Berikut adalah beberapa pandangan ulama Sunni tentang Mahallul Qiyam dalam Maulid:
1. Pendapat Ulama Sunni tentang Mahallul Qiyam
Ulama yang mendukung Mahallul Qiyam dalam tradisi Maulid memandangnya sebagai salah satu bentuk penghormatan yang diizinkan oleh syariat. Mereka berargumen bahwa berdiri saat Mahallul Qiyam merupakan tanda cinta dan ta’zhim (penghormatan) kepada Rasulullah SAW.
- Imam Jalaluddin As-Suyuthi (ulama Sunni terkemuka dalam ilmu tafsir dan hadits) dalam salah satu fatwanya menyebutkan bahwa berdiri untuk menghormati Rasulullah SAW saat kisah kelahiran beliau dibacakan adalah tindakan yang mubah (diperbolehkan). Beliau menegaskan bahwa asalkan tidak ada keyakinan bahwa perbuatan itu wajib, maka tidak ada masalah dalam melakukan Mahallul Qiyam.
- Imam Ibn Hajar al-Haytami (ulama besar mazhab Syafi’i) juga menyatakan bahwa berdiri sebagai bentuk penghormatan kepada Rasulullah SAW adalah perbuatan yang diperbolehkan dalam syariat. Beliau menjelaskan bahwa ini bukanlah ibadah yang wajib atau sunnah, tetapi jika dilakukan dengan niat menghormati Nabi SAW, maka itu termasuk amalan yang dianjurkan.
Pendukung Mahallul Qiyam menekankan bahwa dalam Islam, cinta dan penghormatan kepada Nabi Muhammad SAW adalah aspek penting dalam iman, dan selama Mahallul Qiyam tidak dianggap sebagai ritual wajib, maka tidak ada kesalahan dalam pelaksanaannya.
2. Pendapat yang Menolak atau Lebih Hati-Hati
Sebagian ulama Sunni yang lebih berhati-hati dalam masalah bid’ah menolak praktik Mahallul Qiyam karena tidak ada dasar langsung dari Al-Qur’an dan hadits yang memerintahkan atau mensyariatkan tindakan berdiri saat kisah kelahiran Nabi Muhammad SAW dibacakan.

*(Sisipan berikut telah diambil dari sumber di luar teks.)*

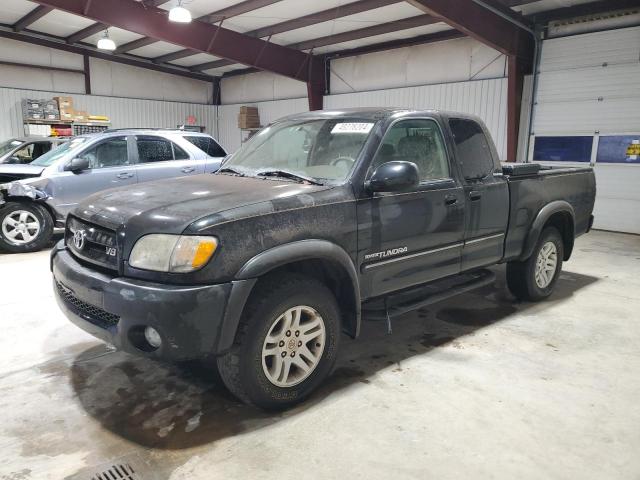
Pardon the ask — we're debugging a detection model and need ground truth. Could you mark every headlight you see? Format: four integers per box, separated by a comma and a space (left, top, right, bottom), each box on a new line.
129, 234, 218, 273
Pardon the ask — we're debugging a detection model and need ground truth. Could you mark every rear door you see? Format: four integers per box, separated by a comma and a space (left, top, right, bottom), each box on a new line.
182, 135, 227, 173
50, 135, 137, 215
134, 134, 203, 182
448, 118, 509, 271
358, 117, 465, 298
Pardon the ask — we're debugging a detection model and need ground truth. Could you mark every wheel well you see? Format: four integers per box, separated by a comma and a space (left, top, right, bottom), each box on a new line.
544, 211, 574, 260
255, 259, 359, 339
1, 196, 56, 223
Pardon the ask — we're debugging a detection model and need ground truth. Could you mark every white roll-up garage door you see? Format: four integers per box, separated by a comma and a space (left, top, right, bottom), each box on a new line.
530, 26, 640, 234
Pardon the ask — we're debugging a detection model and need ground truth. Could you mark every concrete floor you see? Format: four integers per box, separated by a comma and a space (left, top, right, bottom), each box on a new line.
0, 230, 639, 480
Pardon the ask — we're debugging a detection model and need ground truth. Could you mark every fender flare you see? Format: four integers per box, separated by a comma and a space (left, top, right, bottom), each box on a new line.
520, 200, 575, 261
217, 240, 362, 352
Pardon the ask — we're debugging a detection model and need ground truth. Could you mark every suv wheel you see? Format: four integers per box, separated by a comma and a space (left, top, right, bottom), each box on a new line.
507, 226, 564, 301
0, 202, 53, 253
217, 274, 341, 409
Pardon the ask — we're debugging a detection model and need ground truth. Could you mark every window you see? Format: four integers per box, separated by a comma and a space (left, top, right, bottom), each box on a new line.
224, 118, 376, 183
78, 137, 129, 169
136, 136, 189, 162
31, 137, 87, 167
11, 144, 34, 164
596, 135, 640, 164
449, 118, 496, 180
533, 136, 592, 162
371, 119, 450, 182
184, 135, 226, 157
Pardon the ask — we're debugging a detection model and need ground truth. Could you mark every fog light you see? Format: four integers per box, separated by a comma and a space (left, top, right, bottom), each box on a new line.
144, 327, 162, 349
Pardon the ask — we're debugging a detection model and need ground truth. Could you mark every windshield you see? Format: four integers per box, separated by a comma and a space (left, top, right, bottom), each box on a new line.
223, 118, 377, 183
0, 139, 23, 156
31, 137, 87, 166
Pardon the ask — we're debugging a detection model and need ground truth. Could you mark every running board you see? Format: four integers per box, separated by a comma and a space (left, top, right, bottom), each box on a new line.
362, 269, 496, 321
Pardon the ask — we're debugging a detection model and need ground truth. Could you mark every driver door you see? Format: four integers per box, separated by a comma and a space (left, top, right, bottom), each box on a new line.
357, 118, 465, 298
50, 135, 137, 216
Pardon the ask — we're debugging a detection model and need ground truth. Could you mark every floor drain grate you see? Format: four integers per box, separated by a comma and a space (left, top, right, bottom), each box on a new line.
65, 454, 158, 480
91, 463, 140, 480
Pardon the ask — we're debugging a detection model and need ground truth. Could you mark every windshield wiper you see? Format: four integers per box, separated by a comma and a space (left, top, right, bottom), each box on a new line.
257, 170, 324, 185
217, 166, 246, 176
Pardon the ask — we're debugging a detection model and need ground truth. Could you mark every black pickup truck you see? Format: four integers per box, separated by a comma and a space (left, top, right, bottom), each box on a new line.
51, 109, 596, 409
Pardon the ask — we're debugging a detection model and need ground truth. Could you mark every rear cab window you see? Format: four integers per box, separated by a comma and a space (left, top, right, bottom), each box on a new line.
449, 118, 497, 181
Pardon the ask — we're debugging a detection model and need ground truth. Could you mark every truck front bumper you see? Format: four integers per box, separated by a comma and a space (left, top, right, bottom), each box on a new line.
51, 243, 255, 360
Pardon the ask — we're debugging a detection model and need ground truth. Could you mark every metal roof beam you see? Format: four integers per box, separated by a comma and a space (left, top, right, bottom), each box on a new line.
12, 5, 53, 32
0, 27, 215, 82
191, 13, 440, 72
407, 0, 534, 60
118, 0, 283, 55
528, 0, 640, 25
65, 0, 169, 44
31, 0, 324, 87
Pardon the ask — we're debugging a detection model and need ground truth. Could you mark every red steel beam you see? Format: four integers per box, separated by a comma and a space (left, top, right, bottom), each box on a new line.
506, 55, 525, 162
65, 0, 169, 44
191, 13, 440, 72
155, 0, 403, 64
31, 0, 324, 88
407, 0, 534, 60
12, 5, 53, 31
118, 0, 284, 55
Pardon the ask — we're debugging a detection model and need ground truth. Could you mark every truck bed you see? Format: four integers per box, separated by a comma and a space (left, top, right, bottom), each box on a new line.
502, 163, 596, 261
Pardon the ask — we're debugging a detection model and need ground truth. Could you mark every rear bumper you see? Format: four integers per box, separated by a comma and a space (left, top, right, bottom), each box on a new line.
51, 243, 254, 360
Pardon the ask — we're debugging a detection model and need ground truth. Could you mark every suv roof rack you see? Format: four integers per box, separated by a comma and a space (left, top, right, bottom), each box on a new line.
102, 127, 200, 133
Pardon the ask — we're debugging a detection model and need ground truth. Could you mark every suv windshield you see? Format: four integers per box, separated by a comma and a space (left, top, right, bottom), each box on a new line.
0, 139, 23, 156
222, 118, 377, 183
31, 137, 87, 167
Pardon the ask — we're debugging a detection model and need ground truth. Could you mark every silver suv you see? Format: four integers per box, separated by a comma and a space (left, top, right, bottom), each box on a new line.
0, 129, 226, 253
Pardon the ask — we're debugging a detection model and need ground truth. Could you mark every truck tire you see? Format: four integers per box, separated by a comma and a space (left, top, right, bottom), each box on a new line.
507, 226, 564, 301
0, 202, 53, 253
217, 273, 341, 409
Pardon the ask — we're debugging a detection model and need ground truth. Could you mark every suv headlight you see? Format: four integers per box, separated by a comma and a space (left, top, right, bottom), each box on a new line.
129, 234, 218, 273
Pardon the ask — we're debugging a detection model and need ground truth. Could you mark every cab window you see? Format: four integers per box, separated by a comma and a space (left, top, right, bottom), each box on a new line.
449, 118, 495, 181
371, 119, 450, 182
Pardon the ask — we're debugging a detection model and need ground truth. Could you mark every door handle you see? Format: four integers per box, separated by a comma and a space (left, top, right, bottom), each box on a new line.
116, 172, 134, 179
181, 166, 196, 173
469, 191, 482, 201
444, 194, 458, 206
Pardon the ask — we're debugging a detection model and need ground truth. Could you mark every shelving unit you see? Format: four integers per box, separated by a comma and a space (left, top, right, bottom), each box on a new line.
23, 118, 111, 137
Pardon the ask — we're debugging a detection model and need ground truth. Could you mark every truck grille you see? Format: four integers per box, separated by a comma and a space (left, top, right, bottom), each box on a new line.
55, 280, 120, 328
66, 216, 119, 271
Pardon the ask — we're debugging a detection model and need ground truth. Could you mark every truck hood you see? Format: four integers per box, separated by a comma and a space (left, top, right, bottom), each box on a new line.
0, 164, 46, 183
74, 173, 334, 235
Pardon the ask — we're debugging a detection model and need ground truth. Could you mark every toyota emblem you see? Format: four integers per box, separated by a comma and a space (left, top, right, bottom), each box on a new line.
73, 229, 86, 250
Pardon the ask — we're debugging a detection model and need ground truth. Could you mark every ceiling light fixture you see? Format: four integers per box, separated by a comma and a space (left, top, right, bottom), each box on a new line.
169, 0, 192, 23
97, 30, 116, 51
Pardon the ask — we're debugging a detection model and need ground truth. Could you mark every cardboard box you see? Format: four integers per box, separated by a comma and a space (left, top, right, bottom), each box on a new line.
54, 96, 74, 110
239, 106, 258, 115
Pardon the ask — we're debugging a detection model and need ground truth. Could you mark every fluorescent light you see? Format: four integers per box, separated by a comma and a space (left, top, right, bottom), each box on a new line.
169, 4, 192, 23
97, 30, 116, 51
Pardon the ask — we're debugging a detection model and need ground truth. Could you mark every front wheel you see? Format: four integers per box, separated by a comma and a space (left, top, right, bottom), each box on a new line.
507, 226, 564, 301
0, 202, 53, 253
217, 274, 341, 409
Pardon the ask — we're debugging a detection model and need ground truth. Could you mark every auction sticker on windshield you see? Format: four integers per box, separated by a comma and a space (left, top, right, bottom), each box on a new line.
332, 123, 374, 134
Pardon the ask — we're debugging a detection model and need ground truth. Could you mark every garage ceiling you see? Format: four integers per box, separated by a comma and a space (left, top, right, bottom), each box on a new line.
0, 0, 618, 80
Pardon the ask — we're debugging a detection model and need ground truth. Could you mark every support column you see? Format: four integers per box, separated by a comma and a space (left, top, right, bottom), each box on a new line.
307, 82, 324, 111
83, 54, 91, 95
507, 55, 525, 162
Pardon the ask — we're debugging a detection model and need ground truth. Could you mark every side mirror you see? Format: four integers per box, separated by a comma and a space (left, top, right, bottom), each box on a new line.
66, 156, 90, 173
366, 161, 420, 193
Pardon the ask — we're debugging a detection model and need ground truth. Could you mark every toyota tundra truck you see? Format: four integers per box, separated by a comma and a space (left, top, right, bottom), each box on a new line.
51, 109, 596, 409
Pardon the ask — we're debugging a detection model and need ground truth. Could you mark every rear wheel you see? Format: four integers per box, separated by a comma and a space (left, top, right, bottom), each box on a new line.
0, 202, 53, 253
217, 274, 341, 409
507, 226, 564, 301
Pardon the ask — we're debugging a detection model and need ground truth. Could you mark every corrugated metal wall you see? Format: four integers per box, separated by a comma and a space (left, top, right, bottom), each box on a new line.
0, 86, 217, 141
218, 78, 508, 159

- Syaikhul Islam Ibn Taimiyah dalam beberapa karyanya memperingatkan umat Islam untuk tidak melakukan perbuatan-perbuatan yang tidak ada dasarnya dalam syariat, termasuk Maulid dan Mahallul Qiyam, jika dianggap sebagai amalan keagamaan yang harus dilakukan. Beliau khawatir bahwa tradisi semacam ini dapat mengarah pada bid’ah, yaitu menambahkan sesuatu yang tidak disyariatkan ke dalam agama.
- Muhammad bin Shalih al-Utsaimin dan ulama lainnya yang berasal dari kalangan Salafi menolak Mahallul Qiyam dengan alasan bahwa tindakan ini tidak pernah dilakukan oleh generasi awal Islam (Salafus Shalih), dan oleh karena itu mereka berpendapat bahwa praktik ini sebaiknya ditinggalkan.
3. Pendekatan Moderat
Sebagian ulama Sunni mengambil posisi moderat dengan mengatakan bahwa Mahallul Qiyam bukanlah masalah besar selama tidak disertai keyakinan yang salah, seperti menganggapnya sebagai bagian dari ibadah wajib. Mereka mengakui bahwa penghormatan kepada Rasulullah SAW adalah suatu hal yang dianjurkan, namun menekankan bahwa esensi dari penghormatan ini harus terwujud dalam tindakan nyata, seperti mengikuti ajaran dan akhlak Nabi Muhammad SAW.
Kesimpulan:
Mayoritas ulama Sunni yang mendukung Mahallul Qiyam menganggapnya sebagai ekspresi cinta dan penghormatan kepada Nabi Muhammad SAW yang diizinkan selama tidak disalahartikan sebagai ritual wajib atau sunnah yang diharuskan. Di sisi lain, sebagian ulama lebih berhati-hati dan menolak praktik ini dengan alasan untuk menjaga kemurnian agama dari hal-hal yang tidak ada dasarnya dalam syariat. Namun, pendekatan moderat yang menekankan niat dan esensi cinta kepada Rasulullah SAW tanpa menambah keyakinan yang keliru adalah pendekatan yang banyak diambil oleh ulama Sunni.